The first person of color and only the second woman to hold the post, Claudine Gay will step into her role as Harvard University’s next president come July 1, 2023. The college’s governing board elected Gay to take the reins after an exhaustive search that commenced after current Harvard President Lawrence S. Bacow announced in June that he would retire.
“It’s been a privilege to work with Larry over the last five years,” Gay told the Harvard Gazette, referring to Bacow. “He has shown me that leadership isn’t about one person. It’s about all of us moving forward together, and that’s a lesson I take with me into this next journey.”

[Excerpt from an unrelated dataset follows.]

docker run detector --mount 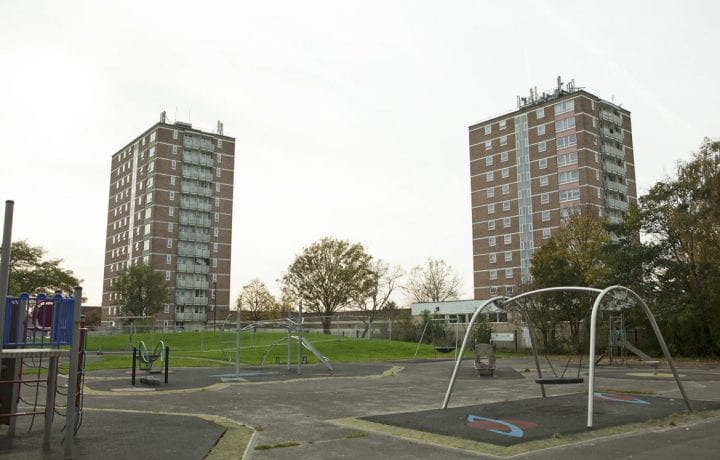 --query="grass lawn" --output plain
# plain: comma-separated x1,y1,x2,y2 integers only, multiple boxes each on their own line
80,330,474,370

Gay received her Ph.D. in government from Harvard in 1998 and earned the Toppan Prize for best dissertation in political science. Since 2018 she has served as Dean of the Faculty of Arts and Sciences; she is also considered a leading scholar of political behavior related to issues of race and politics in America and is the founding chair of the Inequality in America Initiative, which seeks applications from recent doctoral degree recipients interested in joining a multidisciplinary network of Harvard researchers working to address inequality challenges, such as the effects of child poverty and deprivation on educational opportunity.

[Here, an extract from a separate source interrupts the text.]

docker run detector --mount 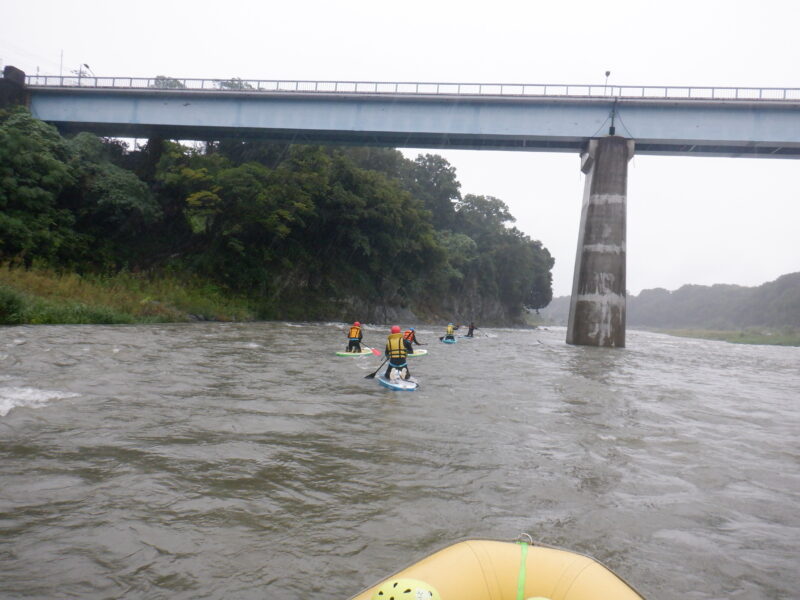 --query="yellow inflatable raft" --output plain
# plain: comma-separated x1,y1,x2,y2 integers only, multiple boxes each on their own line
351,540,642,600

Her predecessor said in a statement, “She’s a terrific academic leader with a keen mind, great leadership and communication skills, excellent judgment and a basic decency and kindness that will serve Harvard well. Perhaps most importantly, she commands the respect of all who know her and have worked with her.”
In Gay’s acceptance speech, she stated that there was an “urgency” for Harvard to be more engaged with the world. “The idea of the ‘ivory tower’—that is the past, not the future of academia,” she said. “We don’t exist outside of society, but as part of it. That means that Harvard has a duty to lean in, engage and be of service to the world.”